Subversions, La repressione e il suo piccolo mondo
Di fronte all’evoluzione del dominio, gli autori di sinistra si indignano. Una deriva totalitaria. L’eliminazione della sfera privata. La sospensione dei diritti fondamentali. Lo stato d’eccezione. Se alla fine del XIX secolo le leggi instaurate in Francia per reprimere il movimento anarchico sono comunemente conosciute come «leggi scellerate», ciò comporta appunto che esistano leggi che non sono «scellerate». La maggior parte degli anarchici dell’epoca hanno adottato questa definizione, anche se nei loro cuori e nelle loro menti hanno sempre ritenuto che, per dirla con Albert Libertad, «tutte le leggi sono scellerate». Ma quando lo Stato dà un giro di vite, è facile crogiolarsi in un sentimento di nostalgia pur inappropriato.
È esattamente questo, e il sostegno ricercato fra gli universitari e gli intellettuali di sinistra sempre ossessionati dall’idea di uno Stato giusto ed egualitario, a disarmarci davanti ai progressi del dominio. Comprendere l’avanzare del nemico è importante, analizzare le sue ipotesi di lavoro è un compito non trascurabile, conoscere e studiare le sue strutture, i suoi uomini, i suoi nodi è essenziale, eludere la sorveglianza con la creatività clandestina è vitale.

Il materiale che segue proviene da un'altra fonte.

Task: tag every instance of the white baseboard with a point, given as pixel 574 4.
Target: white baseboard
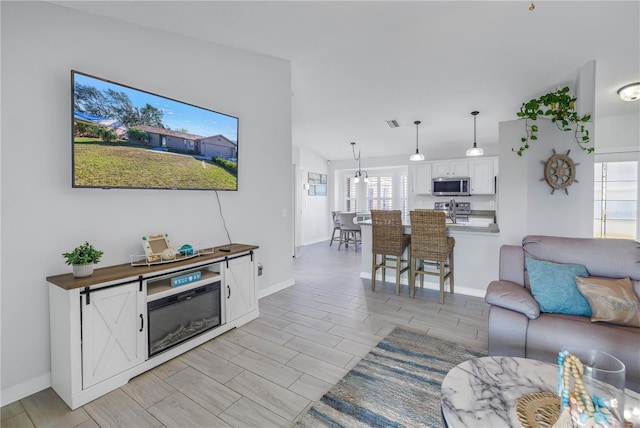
pixel 467 291
pixel 25 389
pixel 275 288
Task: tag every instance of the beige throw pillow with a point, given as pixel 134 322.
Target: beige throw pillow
pixel 611 300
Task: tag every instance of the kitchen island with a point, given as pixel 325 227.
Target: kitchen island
pixel 475 257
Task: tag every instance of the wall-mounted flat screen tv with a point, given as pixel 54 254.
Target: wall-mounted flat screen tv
pixel 127 138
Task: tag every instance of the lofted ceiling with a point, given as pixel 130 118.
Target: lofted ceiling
pixel 357 64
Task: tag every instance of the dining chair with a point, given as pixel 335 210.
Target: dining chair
pixel 430 248
pixel 349 230
pixel 336 227
pixel 388 245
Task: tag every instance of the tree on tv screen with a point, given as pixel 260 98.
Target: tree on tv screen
pixel 115 105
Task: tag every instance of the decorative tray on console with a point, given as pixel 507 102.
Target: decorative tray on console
pixel 158 250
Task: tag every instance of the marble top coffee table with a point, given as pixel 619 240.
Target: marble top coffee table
pixel 484 392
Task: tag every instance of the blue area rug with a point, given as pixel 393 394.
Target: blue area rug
pixel 396 385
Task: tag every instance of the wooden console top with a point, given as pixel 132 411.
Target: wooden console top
pixel 120 272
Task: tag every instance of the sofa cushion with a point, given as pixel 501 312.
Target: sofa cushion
pixel 550 333
pixel 610 258
pixel 509 295
pixel 611 300
pixel 553 286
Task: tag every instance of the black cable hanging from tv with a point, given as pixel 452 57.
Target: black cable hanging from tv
pixel 224 223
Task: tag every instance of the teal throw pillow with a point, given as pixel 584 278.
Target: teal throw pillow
pixel 553 285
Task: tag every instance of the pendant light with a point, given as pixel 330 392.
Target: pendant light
pixel 359 172
pixel 417 156
pixel 630 92
pixel 475 150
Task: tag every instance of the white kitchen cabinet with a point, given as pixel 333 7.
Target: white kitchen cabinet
pixel 481 173
pixel 240 290
pixel 422 182
pixel 113 331
pixel 451 168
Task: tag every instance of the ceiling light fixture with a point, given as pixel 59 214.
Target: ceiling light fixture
pixel 475 150
pixel 630 92
pixel 417 156
pixel 359 172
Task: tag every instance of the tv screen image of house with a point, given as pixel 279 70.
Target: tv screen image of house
pixel 128 138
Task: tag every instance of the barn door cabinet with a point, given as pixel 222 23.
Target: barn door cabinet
pixel 99 324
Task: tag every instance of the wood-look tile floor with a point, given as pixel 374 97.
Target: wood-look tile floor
pixel 266 373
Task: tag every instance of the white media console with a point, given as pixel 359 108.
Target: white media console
pixel 124 320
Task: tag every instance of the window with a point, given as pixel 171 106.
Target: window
pixel 380 193
pixel 615 199
pixel 385 188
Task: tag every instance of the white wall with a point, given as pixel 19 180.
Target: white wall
pixel 314 212
pixel 526 205
pixel 42 216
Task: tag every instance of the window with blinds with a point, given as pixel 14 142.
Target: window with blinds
pixel 380 193
pixel 615 199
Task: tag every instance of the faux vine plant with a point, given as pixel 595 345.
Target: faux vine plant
pixel 559 106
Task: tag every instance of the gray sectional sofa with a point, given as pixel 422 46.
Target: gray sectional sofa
pixel 518 327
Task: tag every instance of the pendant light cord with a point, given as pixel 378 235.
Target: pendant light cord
pixel 224 223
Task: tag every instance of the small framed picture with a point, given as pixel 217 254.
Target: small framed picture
pixel 155 245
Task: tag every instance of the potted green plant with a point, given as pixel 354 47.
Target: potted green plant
pixel 559 106
pixel 82 259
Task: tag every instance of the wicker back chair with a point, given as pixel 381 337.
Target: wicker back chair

Ma tutto ciò non servirebbe a nulla se nei nostri cuori non avessimo l’idea dell’anarchia, della libertà, della distruzione dello Stato, ma solo un’indignazione di fronte alle «derive totalitarie» e all’«eccezione diventata modo di gestione». Perché allora, presto o tardi, attraverso la fatica o la promessa, si troverà pur una maniera per adeguarsi al mondo, per gettare le nostre carte sul tavolo e accettare la vittoria del nostro nemico, per giungere a un accordo con questo mondo che ci consenta di «vivere» un poco, di «respirare» un poco. E far scorrere i nostri giorni nell’ignoranza intenzionale, nella rinuncia di noi stessi, nell’attesa nostalgica.
E quindi? Siamo pronti ad affrontare il mostro, crediamo davvero che ciò sia possibile, siamo certi che la vera gioia risieda nel combattere questo mondo, nella libertà della lotta? Alla retorica guerriera dello Stato risponderemo con una vuota retorica guerriera dell’anarchia? O prenderemo le cose un po’ più sul serio, fra la leggerezza e il rigore? È il momento di fare qualche scelta, e di essere consapevoli che i rischi sostenuti sono grandi, ma che il vero rischio è veder spegnersi la fiamma nei nostri cuori. «In questo scivolamento collettivo verso una condizione di sicurezza nel terrore, chi farà scattare il coltello a serramanico?»